Enough people have read Winsor McCay’s work that any new artifact that it inspires…will be judged by its fidelity to his life and work. That history includes Impie in all of his racially offensive glory…To his credit, Frank Pé made the creative decision to remove Impie from this American edition…[he] understood that Impie’s absence may be noticed by some every bit as much as his presence would be noticed by many others. But that doesn’t mean he needs to persist. Impie is a relic of another time.

(p. 80)

It is important to note that in the original French publication of this graphic collection, Impie was included. Carpenter discusses this by stating that the context of bringing these stories to an American audience “introduces an entirely different perspective to consider” (p. 80). Ultimately, even submitting Impie to a massive re-write (much like Pé’s Flip) would not be enough to remove the embedded connotations of racism that have become entrenched in the character through his offensive past. 

Yet, these are not the only three characters that populated McCay’s original comics. Ultimately, what does the most damage to Pé’s new collection is the absence of the other characters that become so important to readers alongside Nemo. The Princess, though unnamed by McCay (or Pé for that matter), is mentioned in passing but never comes face to face with Nemo in these new stories. Her father, King Morpheus of Slumberland, is never seen. Doctor Pill, the Princess’ chaperone, is nowhere to be found. The Dancing Missionary, Splinters, the Candy Kid, and other friends that could easily have been used to unite Pé’s new vision for the character with McCay’s are entirely absent.

It’s possible that these characters will make an appearance in the follow-up collection (these are only the first 40 pages of Pé’s 548, and Pé does promise that the “Princess’s big comeback” (p. 5) is forthcoming).
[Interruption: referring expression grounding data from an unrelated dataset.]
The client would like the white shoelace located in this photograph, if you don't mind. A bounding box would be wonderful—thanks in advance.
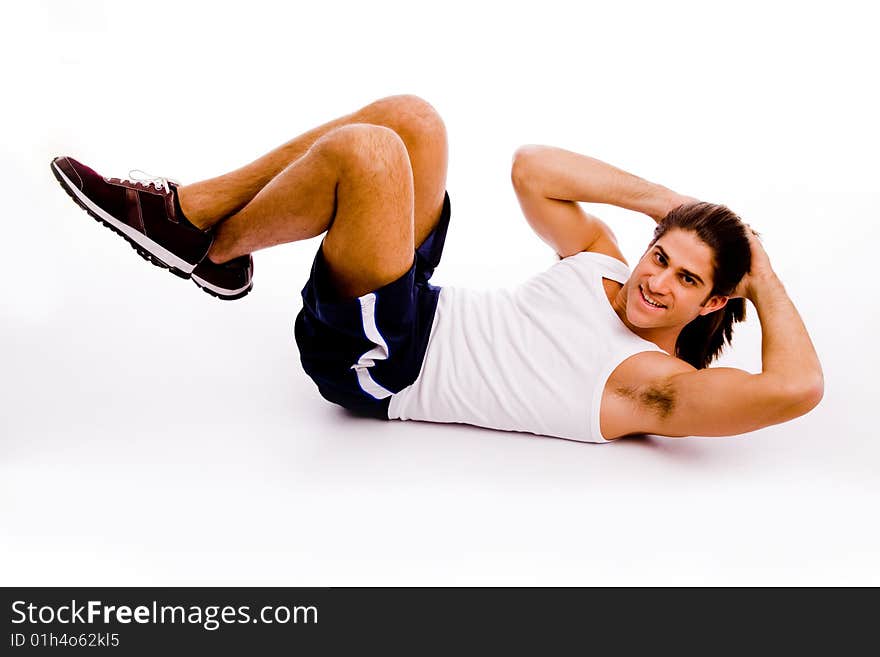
[122,169,180,194]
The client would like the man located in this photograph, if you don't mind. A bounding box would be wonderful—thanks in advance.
[50,94,823,442]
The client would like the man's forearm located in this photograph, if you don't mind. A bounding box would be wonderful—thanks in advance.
[513,145,685,221]
[751,274,824,400]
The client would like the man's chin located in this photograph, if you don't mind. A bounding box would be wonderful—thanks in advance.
[626,310,653,329]
[628,309,671,329]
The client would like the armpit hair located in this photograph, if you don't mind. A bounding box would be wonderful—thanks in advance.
[615,381,677,419]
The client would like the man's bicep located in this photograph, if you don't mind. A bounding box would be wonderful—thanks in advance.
[640,367,793,438]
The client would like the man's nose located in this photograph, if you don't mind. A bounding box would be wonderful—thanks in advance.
[649,270,674,294]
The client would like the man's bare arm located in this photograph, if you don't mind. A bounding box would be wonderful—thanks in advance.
[512,145,695,222]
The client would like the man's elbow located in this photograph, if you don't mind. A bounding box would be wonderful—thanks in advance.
[511,145,546,192]
[782,376,825,419]
[803,375,825,412]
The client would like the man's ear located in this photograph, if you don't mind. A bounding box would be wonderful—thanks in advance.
[698,295,728,316]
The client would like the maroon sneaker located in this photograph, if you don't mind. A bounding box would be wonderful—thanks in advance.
[50,156,212,278]
[191,254,254,300]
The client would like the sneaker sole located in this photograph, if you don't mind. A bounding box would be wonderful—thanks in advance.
[51,158,196,278]
[191,275,253,300]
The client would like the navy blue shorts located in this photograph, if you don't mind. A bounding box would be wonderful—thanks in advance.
[294,191,451,419]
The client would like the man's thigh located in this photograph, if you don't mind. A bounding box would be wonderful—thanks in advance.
[318,123,417,300]
[353,94,449,250]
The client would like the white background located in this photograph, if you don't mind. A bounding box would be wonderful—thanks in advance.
[2,0,878,585]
But that does nothing to repair the absences felt within these stories that have been collected here. 

Today, McCay’s Little Nemo comics are undergoing a renaissance of sorts. Since they now reside in the public domain, it is not only relatively easy to read Nemo’s brilliant exploits digitally (The Comic Strip Library), but it also means that creators are free to use them, change them, and re-create them to suit their purposes without fear of copyright infringement. As a result, there are plenty of current and upcoming projects that revolve around McCay’s work with Little Nemo.

Examples include: a video game adaptation of Little Nemo has recently wrapped up its (fully funded) campaign on Kickstarter’ Netflix is working on a Slumberland film set to release in 2022 directed by Francis Lawrence and starring Jason Momoa and Marlow Barkley (as a gender-swapped Nemo) and; I have been working as the Principal Investigator of a social media research project, #WelcomeToSlumberland, focused on McCay’s Little Nemo for the better part of two years on Twitter. All this to say that interest in McCay’s Little Dreamer might be at a height unseen since the original publication of the strip or the 1989 Little Nemo: Adventures in Slumberland (Hata, Hurtz) film. 

Pé’s Little Nemo: After Winsor McCay deserves to be counted amongst this growing list of properties exploring McCay’s characters and should be recognized for bringing one of comics’ greatest masterpieces before new audiences. While Pé’s offering isn’t the return to Slumberland that I’ve been dreaming about, I am I know there is much more to come. As an ardent fan of McCay’s little dreamer, I intend to continue following Pé’s work with Nemo (and hopefully more of his friends) because, regardless of what I might consider missteps here, there is an unlimited amount of potential when you partner a brilliant comics artist and illustrator, like Pé, with the fantastical world of McCay’s Slumberland. Most of all, I hope that this collection will encourage readers to seek out McCay’s originals works to experience for themselves.